Заканчивая обвинительную речь свою, опять угадываю возможные возражения: H. Н. молода, легкомысленна, позже — многое поняла, восчувствовала; и ведь любила Пушкина, как могла, и было много хорошего, славного в их жизни, особенно в первые годы.
Ах, Евгений Якушкин: во всяком семейном быту есть светлые и темные линии. В известном тебе стихотворении находятся строки:
«Мелочная обида» — вот от чего — не от пули следовало спасать, спасать, спасать…
Господи, сколько же народу заявляло в разное время, что, будь они в Петербурге зимой 1837-го, Пушкин бы не погиб. Считайте (я будто коллекционирую):
Ольга Сергеевна (она еще вдобавок сетовала, что Дельвига нет на свете: он бы ни за что не допустил!); Нащокин; Соболевский; госпожа Андро (в девичестве Оленина); Матюшкин; Ив. Ив. Пущин.
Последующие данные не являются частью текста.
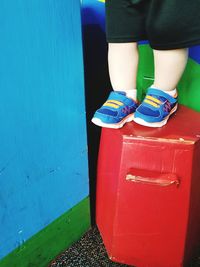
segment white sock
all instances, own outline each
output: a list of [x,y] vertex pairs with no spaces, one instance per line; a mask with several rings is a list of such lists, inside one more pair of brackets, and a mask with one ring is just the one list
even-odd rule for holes
[[174,90],[171,90],[171,91],[164,91],[166,94],[169,94],[170,96],[176,96],[177,94],[177,90],[176,88]]
[[168,95],[170,95],[172,97],[176,96],[176,94],[177,94],[176,88],[173,89],[173,90],[170,90],[170,91],[166,91],[166,90],[162,90],[160,88],[156,88],[156,87],[154,87],[154,85],[151,85],[151,88],[161,90],[161,91],[165,92],[166,94],[168,94]]
[[132,98],[133,100],[137,100],[137,89],[128,89],[128,90],[114,90],[114,91],[123,91],[126,93],[126,96]]

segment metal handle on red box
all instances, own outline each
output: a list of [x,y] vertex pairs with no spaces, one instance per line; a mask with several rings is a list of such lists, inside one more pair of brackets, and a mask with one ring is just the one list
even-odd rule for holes
[[154,172],[153,175],[151,173],[151,175],[148,175],[148,176],[128,173],[126,175],[126,180],[129,180],[135,183],[151,184],[151,185],[158,185],[158,186],[170,186],[170,185],[179,186],[180,184],[180,181],[177,178],[177,175],[173,173],[158,174]]

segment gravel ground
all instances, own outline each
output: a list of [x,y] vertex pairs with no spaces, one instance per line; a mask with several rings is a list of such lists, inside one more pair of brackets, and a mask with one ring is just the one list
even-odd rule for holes
[[[128,267],[109,260],[97,227],[59,255],[48,267]],[[200,257],[188,267],[200,267]]]

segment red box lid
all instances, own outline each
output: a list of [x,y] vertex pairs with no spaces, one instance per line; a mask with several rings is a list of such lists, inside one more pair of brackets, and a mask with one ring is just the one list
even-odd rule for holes
[[132,139],[159,139],[166,142],[195,143],[200,139],[200,112],[183,105],[161,128],[139,125],[135,122],[127,123],[118,133]]

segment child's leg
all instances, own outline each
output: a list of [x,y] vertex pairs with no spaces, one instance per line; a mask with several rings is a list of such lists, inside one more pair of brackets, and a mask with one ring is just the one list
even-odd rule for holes
[[95,112],[96,125],[120,128],[133,120],[136,103],[137,42],[146,39],[145,17],[150,1],[106,0],[108,64],[114,91]]
[[109,43],[108,65],[114,92],[95,112],[92,122],[102,127],[121,128],[133,120],[137,108],[137,43]]
[[188,49],[153,50],[155,79],[153,88],[172,91],[176,88],[188,59]]
[[136,100],[137,43],[109,43],[108,65],[113,90],[124,91]]
[[176,86],[185,69],[188,49],[153,50],[154,84],[135,113],[135,122],[162,127],[177,109]]
[[154,49],[155,82],[135,112],[137,123],[161,127],[176,111],[175,88],[187,63],[187,47],[200,43],[199,7],[200,1],[151,1],[146,29]]

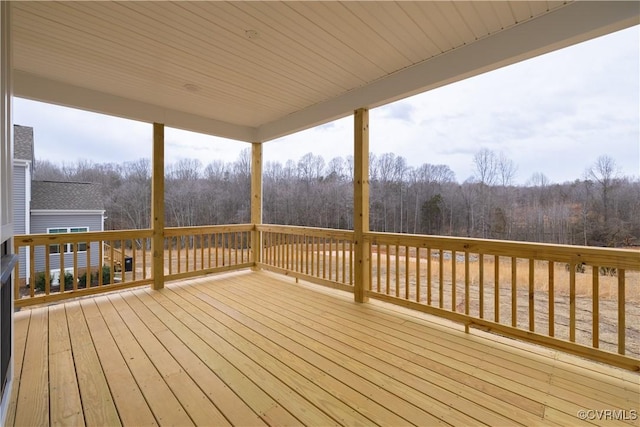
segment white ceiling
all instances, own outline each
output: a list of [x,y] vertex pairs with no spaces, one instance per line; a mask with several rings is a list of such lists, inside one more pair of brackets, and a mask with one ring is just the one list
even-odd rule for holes
[[262,142],[639,23],[638,2],[13,2],[14,94]]

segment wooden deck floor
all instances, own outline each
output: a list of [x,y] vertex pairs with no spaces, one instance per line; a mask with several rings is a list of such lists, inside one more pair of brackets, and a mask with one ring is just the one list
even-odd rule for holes
[[267,272],[21,311],[15,354],[7,425],[578,425],[640,402],[635,373]]

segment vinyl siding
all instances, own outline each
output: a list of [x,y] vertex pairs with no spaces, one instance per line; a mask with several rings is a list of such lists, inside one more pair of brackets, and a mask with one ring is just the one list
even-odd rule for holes
[[[31,233],[46,233],[48,228],[60,227],[88,227],[89,231],[102,231],[102,214],[81,214],[81,215],[32,215],[31,216]],[[100,246],[97,242],[91,243],[91,266],[100,265],[99,257]],[[60,255],[49,255],[49,269],[58,270],[60,268]],[[86,252],[78,252],[78,268],[87,266]],[[64,254],[65,269],[73,267],[73,253]],[[36,247],[35,252],[35,271],[45,270],[45,248]]]
[[[26,203],[27,203],[27,188],[26,188],[26,165],[14,164],[13,166],[13,234],[27,234],[26,229]],[[21,278],[25,277],[25,271],[27,268],[27,250],[26,248],[20,248],[18,254],[19,274]]]

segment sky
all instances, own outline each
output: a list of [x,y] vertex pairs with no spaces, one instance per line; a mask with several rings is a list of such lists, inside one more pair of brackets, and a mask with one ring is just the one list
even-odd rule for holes
[[[34,128],[35,157],[120,163],[151,157],[150,124],[14,99],[14,123]],[[418,167],[445,164],[463,182],[487,148],[550,182],[585,176],[599,156],[621,175],[640,177],[640,27],[425,92],[369,113],[370,150]],[[249,144],[167,128],[165,161],[235,161]],[[328,163],[353,154],[346,117],[265,143],[264,161],[298,161],[312,152]]]

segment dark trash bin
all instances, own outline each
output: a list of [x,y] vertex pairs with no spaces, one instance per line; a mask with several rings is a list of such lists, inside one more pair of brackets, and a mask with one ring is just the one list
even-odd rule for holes
[[124,271],[133,271],[133,258],[130,256],[124,257]]

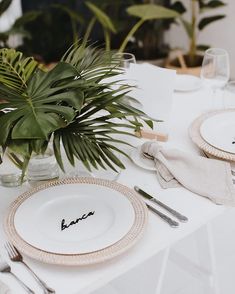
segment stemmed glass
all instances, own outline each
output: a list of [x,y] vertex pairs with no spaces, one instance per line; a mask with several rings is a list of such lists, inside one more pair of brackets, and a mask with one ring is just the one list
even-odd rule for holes
[[229,80],[229,55],[221,48],[206,50],[201,69],[201,79],[213,92],[213,100],[216,105],[216,92],[222,89]]
[[115,53],[118,59],[118,66],[122,69],[129,69],[132,63],[136,63],[135,55],[132,53]]

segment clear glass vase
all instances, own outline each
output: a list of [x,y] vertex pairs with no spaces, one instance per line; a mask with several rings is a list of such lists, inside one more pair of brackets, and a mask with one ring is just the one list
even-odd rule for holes
[[0,155],[2,163],[0,164],[0,185],[4,187],[17,187],[22,184],[22,171],[17,165],[14,158],[19,158],[18,155],[12,153],[8,149],[4,154],[0,147]]
[[52,148],[44,154],[33,154],[28,165],[27,179],[29,182],[48,181],[59,177],[59,166]]

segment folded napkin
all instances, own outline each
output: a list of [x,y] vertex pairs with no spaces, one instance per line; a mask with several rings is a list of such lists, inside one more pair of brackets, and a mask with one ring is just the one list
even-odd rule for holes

Возможно, что все это — пустословие. «Если бы мы находились в Петербурге…» Черт вас и меня побери — так не было же вас там! Ольга Сергеевна сетовала в разговорах, что, «будучи лишена вследствие горьких испытаний прежнего веселого нрава, утешала Александра как-нибудь».
Я и себе-то не прощаю, хоть находился за семь тысяч верст, и не по своему желанию.
К роковым дням, как назло, в Петербурге не оказалось у Пушкина ни отца, ни брата, ни сестры — одна Наталья Николаевна, которая не только не спасала — но губила, конечно, невольно, совершенно не думая об угрозе, мило журча, вальсируя, меняя наряды — а все же губила, губила!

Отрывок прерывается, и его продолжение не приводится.